Predicting sex bias in mobility from functional traits in flying insects

Understanding the movement patterns of organisms is crucial for effective biodiversity conservation in the increasingly dynamic and fragmented landscapes. Since the colonization of habitat patches relies largely on females, sex differences in movement capability must also be considered. However, obtaining direct measurements of mobility and dispersal, and sex biases in these traits, is often challenging. This underscores the importance of predicting sex-specific estimates of mobility based on species’ functional traits. Our phylogenetic comparative study aims at identifying species traits that could serve as proxies for sex bias in mobility in flying insects.
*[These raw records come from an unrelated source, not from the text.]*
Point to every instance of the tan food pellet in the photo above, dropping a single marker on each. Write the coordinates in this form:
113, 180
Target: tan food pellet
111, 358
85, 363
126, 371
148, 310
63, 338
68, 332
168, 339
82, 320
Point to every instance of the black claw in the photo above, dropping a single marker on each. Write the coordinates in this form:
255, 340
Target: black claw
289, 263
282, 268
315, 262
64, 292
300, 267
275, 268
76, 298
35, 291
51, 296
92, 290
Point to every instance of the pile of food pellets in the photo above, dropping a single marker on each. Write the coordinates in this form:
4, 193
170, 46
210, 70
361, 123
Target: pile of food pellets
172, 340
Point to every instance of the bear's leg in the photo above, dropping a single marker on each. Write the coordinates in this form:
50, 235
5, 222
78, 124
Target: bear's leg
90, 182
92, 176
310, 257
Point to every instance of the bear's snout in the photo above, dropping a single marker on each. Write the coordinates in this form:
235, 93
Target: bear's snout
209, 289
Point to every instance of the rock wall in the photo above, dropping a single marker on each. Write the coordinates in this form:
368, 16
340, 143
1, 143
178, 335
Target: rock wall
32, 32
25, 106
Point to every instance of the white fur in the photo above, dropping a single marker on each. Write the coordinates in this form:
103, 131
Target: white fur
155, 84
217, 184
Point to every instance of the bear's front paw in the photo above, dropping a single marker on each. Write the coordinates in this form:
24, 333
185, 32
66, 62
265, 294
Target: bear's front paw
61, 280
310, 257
We rely on a comprehensive dataset on the sex ratios of 454 moth species (Lepidoptera: Macroheterocera), captured by light traps of the Finnish national moth monitoring scheme. We first demonstrate that, in the vast majority of species, males outnumber females among the captured individuals. Our phylogenetic regression models reveal that species-specific sex ratios correlate with traits typically predicted to be associated with sex differences in mobility. Female proportions decrease as sexual dimorphism in wingspan becomes more male-biased and female wing loading relative to males increases. Proportions of females are also lower in larger species. Females are particularly scarce in trap samples of species in which the reproductive output of females is primarily determined by larval-derived resources (i.e., capital breeders). These associations suggest that the observed variations in sex ratios do indeed mirror the variation in sex bias in mobility across species. Our findings highlight the potential of trait-based approaches to identify meaningful indicators of insect mobility, including sex biases in mobility. The availability of such proxies facilitates predictions about how different species might respond to contemporary challenges, such as light pollution and habitat loss and fragmentation. The detected associations also advance ordination schemes of insect life histories by integrating mobility measures into relevant analyses.